Parents have a lot of choices to make when it comes to their children’s education. Many prefer the public school system, but some prefer, and can afford, private school. Then, of course, there are private religious versus private secular schools. Because of a new Supreme Court decision, private religious schools could become more affordable.
The Supreme Court has released another ruling, this one regarding the case of Carson v. Makin. That case involved a Maine law that blocked religious schools from receiving state tuition assistance allocated for private institutions. In its decision, the Court said the law “penalizes the free exercise” of religion in the state.”
Chief Justice John Roberts wrote the majority opinion in the case, which was decided 6-3. He wrote that “Maine’s tuition scholarship program — which pays for some students to attend “nonsectarian” private schools when there are no public schools in their communities — ‘operates to identify and exclude otherwise eligible schools on the basis of their religious exercise,'” reports The New York Post.
One person likes the ruling, tweeting: “A big win for children, in a 6 – 3 ruling the Supreme Court strikes down a Maine law which prohibited parents from selecting a faith based school when exercising the state ‘school choice program’.”
And they received this reply: “And then, Sotomayor cried and began whining about separation of church from state. This country was founded on principles that originated in the biblical beliefs our forefathers held deeply.”

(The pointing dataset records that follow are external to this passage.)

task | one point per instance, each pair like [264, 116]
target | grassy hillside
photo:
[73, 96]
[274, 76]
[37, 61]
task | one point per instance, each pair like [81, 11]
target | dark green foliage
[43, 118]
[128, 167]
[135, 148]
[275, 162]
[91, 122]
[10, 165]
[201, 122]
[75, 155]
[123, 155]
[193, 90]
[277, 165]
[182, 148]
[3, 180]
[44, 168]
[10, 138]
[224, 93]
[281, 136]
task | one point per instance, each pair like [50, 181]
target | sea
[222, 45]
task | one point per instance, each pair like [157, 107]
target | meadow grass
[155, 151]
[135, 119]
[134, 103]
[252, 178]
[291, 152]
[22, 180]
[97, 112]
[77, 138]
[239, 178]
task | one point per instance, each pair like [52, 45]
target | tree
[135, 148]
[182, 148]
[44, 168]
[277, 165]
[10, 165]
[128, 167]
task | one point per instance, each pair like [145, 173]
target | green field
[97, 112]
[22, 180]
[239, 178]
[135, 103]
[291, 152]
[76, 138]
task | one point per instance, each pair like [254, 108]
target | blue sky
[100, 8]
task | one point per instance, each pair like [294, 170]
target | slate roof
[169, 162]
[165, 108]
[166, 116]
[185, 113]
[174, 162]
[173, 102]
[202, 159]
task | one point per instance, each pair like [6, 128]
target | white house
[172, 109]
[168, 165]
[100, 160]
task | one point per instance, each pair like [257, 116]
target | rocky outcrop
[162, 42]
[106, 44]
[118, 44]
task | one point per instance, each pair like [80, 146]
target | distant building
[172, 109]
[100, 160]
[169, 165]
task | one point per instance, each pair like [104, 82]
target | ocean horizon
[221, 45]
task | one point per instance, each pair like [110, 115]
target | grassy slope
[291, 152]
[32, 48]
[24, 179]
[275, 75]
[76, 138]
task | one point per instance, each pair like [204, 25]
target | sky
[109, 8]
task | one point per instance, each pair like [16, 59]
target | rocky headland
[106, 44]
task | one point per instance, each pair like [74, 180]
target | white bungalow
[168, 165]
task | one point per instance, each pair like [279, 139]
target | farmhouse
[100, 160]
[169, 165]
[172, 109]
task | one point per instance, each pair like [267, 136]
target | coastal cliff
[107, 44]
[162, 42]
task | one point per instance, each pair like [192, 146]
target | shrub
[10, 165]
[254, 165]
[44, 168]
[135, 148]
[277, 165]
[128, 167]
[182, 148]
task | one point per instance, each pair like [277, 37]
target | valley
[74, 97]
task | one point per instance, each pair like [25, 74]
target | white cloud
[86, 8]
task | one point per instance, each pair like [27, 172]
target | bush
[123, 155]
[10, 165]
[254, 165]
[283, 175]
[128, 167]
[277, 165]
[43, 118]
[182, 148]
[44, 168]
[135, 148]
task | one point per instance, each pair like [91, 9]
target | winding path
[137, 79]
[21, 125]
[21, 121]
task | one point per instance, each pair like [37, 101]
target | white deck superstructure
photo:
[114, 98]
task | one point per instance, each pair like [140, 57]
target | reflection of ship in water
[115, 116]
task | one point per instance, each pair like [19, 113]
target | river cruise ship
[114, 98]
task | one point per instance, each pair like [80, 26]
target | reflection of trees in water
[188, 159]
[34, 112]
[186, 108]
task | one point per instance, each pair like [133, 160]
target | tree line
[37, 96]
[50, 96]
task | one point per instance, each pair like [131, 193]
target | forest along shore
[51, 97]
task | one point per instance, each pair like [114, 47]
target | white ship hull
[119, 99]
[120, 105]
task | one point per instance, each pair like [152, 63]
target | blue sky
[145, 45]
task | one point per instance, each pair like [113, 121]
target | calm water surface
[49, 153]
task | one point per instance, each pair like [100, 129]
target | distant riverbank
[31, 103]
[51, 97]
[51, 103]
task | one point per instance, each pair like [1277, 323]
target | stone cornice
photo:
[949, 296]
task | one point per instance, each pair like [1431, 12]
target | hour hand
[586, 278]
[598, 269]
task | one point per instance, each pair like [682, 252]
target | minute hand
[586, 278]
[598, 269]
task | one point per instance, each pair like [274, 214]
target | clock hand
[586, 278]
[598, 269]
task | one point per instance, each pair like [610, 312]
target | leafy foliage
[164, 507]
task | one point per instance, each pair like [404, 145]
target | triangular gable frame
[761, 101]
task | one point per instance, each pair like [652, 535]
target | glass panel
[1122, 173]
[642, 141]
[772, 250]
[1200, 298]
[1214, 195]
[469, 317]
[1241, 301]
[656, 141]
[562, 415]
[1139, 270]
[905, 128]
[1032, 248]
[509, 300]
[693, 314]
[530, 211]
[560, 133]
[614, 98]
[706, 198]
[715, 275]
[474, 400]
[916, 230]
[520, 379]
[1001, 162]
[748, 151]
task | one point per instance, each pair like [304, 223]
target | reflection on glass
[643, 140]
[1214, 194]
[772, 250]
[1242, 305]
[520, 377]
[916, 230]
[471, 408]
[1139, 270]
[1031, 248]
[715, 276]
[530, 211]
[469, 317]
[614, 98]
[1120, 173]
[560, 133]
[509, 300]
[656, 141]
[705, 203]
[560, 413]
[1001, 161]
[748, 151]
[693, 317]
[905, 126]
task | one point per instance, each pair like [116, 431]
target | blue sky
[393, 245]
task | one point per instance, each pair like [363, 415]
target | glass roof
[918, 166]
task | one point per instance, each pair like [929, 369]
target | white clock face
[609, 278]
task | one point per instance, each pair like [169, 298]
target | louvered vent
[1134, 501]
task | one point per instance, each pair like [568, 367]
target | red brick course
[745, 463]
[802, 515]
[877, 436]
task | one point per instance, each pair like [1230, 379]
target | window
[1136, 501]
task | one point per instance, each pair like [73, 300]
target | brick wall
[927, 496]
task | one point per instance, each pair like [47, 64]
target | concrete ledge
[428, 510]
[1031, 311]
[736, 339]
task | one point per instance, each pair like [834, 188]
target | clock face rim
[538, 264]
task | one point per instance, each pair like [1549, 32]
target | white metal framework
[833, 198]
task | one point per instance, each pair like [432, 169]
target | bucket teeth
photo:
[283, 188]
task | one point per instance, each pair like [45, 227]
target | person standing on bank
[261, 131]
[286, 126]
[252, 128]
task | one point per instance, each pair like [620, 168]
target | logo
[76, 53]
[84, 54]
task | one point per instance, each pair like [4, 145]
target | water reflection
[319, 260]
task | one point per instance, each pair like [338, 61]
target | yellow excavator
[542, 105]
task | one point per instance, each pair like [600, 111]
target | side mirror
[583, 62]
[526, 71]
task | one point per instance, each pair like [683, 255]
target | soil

The 1st US Circuit Court of Appeals had upheld Maine’s law, holding that the state did not violate the Constitution by refusing to allow taxpayer money to be used for private religious education. The majority on the Supreme Court disagreed.
Three of the liberal Justices, Sotomayor, Breyer, and Kagan, dissented, reports The Post. They believe that the Court’s ruling violates the principle of separation of church and state. Read more at NextNewsNetwork.com.
The ruling is only relevant to one other state, Vermont, at this time. But it could cause religious groups in rural areas to ask their legislators to implement similar tuition assistance programs in their states. This will serve to give parents more choice as to where they want their children educated.
This ruling will allow parents freer choice as to where their children receive their education. If the religious private school provides a better education than the secular private school, parents can choose the better school. Or, if they simply wish their children to receive religious education, but need financial assistance, they can now get it. Do you agree with the decision?